GM to spend $1 billion in Brazil on new family of cars
General Motors unveiled plans on Wednesday to spend about $1 billion in Brazil through 2012 to develop a new family of vehicles for South America, a priority market for the U.S. automaker as it looks to rebound from bankruptcy protection.
GM plans to invest the bulk of the money at its Gravatai factory in the southern state of Rio Grande do Sul, which it will expand to increase production capacity, Jaime Ardila, GM's chief executive for Brazil and the Mercosur region of South America, said in a statement.
The investment, which in Brazilian currency amounts to 2 billion reais ($1.02 billion), is part of a $2.5 billion spending plan spanning 2007 through 2012 in the Mercosur region that includes Brazil, Argentina, Uruguay and Paraguay.
GM made the announcement after Ardila met in Brasilia with President Luiz Inacio Lula da Silva, a former metalworker who cut his political teeth in the late 1970s as a union leader representing auto workers in Sao Paulo's industrial hub.
The plan calls for spending 1.4 billion reais to develop two new compact models under the Chevrolet brand and boost production at GM's Gravatai plant to 380,000 vehicles a year, three times its current capacity.
The remaining 600 million reais will be spent at GM's operations elsewhere in Brazil, the company said in a statement without elaborating.

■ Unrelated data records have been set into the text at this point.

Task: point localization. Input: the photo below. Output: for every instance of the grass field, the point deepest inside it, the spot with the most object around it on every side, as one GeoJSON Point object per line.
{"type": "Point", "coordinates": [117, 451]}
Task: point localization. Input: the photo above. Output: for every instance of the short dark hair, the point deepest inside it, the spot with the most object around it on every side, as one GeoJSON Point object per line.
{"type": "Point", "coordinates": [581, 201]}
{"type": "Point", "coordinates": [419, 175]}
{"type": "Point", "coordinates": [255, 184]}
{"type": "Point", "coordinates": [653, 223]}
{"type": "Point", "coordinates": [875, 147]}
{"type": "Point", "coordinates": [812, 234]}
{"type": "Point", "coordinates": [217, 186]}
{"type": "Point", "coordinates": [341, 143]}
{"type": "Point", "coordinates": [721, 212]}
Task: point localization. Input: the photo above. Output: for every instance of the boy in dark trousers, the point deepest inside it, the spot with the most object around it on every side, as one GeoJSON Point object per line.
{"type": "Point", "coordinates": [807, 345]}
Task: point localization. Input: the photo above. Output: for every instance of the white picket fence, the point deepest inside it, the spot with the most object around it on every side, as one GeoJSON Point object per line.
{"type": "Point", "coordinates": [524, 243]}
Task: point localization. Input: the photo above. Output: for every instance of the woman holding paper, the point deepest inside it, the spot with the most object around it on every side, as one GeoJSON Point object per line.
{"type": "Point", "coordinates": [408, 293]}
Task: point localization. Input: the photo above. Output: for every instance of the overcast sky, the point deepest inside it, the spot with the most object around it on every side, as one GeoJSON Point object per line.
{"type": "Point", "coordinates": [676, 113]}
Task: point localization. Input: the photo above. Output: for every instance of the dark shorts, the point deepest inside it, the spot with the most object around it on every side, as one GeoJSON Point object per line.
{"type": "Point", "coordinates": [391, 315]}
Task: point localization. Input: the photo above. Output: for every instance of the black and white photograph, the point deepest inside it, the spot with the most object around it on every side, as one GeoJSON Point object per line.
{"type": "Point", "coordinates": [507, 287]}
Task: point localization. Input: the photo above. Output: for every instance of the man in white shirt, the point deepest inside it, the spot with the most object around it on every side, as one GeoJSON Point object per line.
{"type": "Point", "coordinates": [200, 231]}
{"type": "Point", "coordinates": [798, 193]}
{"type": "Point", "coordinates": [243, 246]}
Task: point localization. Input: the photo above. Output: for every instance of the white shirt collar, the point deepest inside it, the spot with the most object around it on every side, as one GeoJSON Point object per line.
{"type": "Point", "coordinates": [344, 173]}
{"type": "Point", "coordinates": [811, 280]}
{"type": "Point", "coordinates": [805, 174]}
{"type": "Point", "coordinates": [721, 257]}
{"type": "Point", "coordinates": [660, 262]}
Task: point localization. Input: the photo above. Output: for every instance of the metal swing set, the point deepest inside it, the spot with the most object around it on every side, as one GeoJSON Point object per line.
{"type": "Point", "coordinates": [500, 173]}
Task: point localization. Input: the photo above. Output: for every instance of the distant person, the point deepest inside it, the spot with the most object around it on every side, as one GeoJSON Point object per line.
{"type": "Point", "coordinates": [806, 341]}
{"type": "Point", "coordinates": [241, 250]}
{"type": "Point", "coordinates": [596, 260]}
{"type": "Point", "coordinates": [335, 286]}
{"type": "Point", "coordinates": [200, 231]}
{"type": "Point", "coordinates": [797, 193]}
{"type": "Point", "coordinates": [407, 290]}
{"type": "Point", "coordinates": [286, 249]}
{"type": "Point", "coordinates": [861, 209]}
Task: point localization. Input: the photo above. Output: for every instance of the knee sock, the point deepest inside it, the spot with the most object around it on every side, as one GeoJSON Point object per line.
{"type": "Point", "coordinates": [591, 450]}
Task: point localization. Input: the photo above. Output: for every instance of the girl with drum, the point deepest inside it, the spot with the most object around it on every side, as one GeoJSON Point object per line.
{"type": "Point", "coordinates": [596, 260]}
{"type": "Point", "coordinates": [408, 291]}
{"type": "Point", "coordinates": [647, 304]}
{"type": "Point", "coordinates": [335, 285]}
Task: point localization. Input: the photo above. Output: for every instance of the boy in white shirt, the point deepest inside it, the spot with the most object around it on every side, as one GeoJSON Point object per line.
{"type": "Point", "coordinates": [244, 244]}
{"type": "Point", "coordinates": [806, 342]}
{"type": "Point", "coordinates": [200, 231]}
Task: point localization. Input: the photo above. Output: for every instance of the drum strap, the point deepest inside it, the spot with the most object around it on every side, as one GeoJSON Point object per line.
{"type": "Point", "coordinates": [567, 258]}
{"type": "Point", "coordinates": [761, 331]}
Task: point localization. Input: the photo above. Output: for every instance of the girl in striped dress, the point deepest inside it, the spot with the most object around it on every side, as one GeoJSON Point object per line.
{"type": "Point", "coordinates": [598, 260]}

GM said it plans to use cash flow from South America to fund a large part of the investment plan. It has already secured a credit line of 344 million reais from local bank Banrisul, and is in talks with two other Brazilian banks, including state development bank BNDES.
Brazil, Latin America's largest country, has emerged as a crucial market for GM in recent years thanks to a healthy economy and burgeoning credit market that have allowed millions of Brazilians to buy cars for the first time.
The U.S. automaker had its best year ever in Brazil in 2008 and is making a profit so far in 2009 despite an economic slowdown that has forced manufacturers to cut costs, Ardila said on June 2.
GM emerged from bankruptcy protection in the United States last week as a much leaner automaker after selling key operations to a new company majority-owned by the U.S. government. The restructuring gave the U.S. Treasury a 60 percent stake in the new GM.